How Are Mortgage Insurance, Mortgage Protection and Life Insurance Different?

In the case of mortgage insurance, the claimed payment goes to the lender. As your mortgage balance declines, the coverage amount also declines

In the case of mortgage protection, it is the critical illness insurance that grants you a one-time payment which can be put to a use that you deem best: paying off your mortgage or any other expenses that you need to pay off.

In case of your death, life insurance will pay a tax-free amount to your beneficiary. This payment is enough to cover more than just mortgage. That way your survivors can use the money for other liabilities as well.

Here are three aspects in which these three are different:


Mortgage insurance gives the money to the lender and not the insured. When critical illness insurance pays, the recipient is you, the insured. In the case of life insurance, the payment against the claim is made to the beneficiary.


In case you end up changing mortgage lender, the mortgage insurance will not move with you by default. You will need to prove your health is still fine and you will be required to pay mortgage interest rate at whatever the new provider offers.
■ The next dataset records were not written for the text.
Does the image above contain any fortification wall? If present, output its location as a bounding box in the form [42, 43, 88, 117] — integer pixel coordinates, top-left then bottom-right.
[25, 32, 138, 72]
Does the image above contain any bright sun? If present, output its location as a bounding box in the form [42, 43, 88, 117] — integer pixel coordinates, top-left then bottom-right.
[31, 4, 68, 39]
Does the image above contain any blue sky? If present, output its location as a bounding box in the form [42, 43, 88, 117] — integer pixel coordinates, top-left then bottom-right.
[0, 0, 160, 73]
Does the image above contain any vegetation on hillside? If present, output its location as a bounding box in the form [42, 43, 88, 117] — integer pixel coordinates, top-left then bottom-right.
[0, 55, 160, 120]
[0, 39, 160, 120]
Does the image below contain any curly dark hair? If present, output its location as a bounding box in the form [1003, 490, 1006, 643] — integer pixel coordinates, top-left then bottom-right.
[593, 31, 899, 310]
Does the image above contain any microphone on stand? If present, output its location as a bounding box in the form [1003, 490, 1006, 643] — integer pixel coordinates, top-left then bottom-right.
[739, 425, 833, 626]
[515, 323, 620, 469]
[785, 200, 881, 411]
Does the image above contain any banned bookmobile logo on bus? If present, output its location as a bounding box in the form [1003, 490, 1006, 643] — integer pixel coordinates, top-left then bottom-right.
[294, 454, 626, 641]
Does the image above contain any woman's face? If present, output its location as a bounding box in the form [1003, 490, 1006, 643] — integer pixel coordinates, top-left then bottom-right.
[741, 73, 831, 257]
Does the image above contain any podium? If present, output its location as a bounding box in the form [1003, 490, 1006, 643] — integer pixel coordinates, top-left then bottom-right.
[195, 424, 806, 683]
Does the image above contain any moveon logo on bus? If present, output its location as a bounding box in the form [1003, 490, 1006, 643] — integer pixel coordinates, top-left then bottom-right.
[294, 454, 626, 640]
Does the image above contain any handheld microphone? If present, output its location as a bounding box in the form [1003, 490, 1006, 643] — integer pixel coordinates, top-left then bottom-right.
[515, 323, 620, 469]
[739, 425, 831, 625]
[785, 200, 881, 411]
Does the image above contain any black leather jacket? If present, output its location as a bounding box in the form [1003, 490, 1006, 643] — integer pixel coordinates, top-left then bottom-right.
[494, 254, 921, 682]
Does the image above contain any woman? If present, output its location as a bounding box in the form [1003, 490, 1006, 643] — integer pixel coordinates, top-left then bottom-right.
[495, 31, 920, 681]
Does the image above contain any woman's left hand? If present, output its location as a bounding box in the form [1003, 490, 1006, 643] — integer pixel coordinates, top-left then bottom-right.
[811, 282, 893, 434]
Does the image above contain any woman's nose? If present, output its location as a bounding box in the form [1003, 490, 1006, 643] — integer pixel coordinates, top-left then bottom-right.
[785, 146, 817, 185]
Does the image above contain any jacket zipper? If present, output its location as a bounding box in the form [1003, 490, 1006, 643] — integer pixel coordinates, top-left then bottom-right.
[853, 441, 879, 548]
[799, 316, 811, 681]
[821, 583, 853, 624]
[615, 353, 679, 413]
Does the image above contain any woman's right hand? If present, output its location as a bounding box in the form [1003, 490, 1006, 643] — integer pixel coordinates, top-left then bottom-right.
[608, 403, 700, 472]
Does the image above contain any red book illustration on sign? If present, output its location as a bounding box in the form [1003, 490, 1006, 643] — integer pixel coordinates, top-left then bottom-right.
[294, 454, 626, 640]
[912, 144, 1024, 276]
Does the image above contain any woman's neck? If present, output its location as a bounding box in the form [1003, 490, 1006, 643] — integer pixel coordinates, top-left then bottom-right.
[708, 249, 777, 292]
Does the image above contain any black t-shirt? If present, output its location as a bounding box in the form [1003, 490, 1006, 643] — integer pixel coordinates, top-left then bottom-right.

With critical illness as well as life insurance, changing the mortgage provider doesn’t make a difference. Your policy still remains the same and you do not need to re-apply or even prove that your health is fine so as to be insured.


When you buy mortgage insurance from a lender, there is no scope for changing the coverage as your requirements change over time.

Nevertheless, with mortgage protection, you can easily convert term life insurance and term critical illness insurance to permanent plans.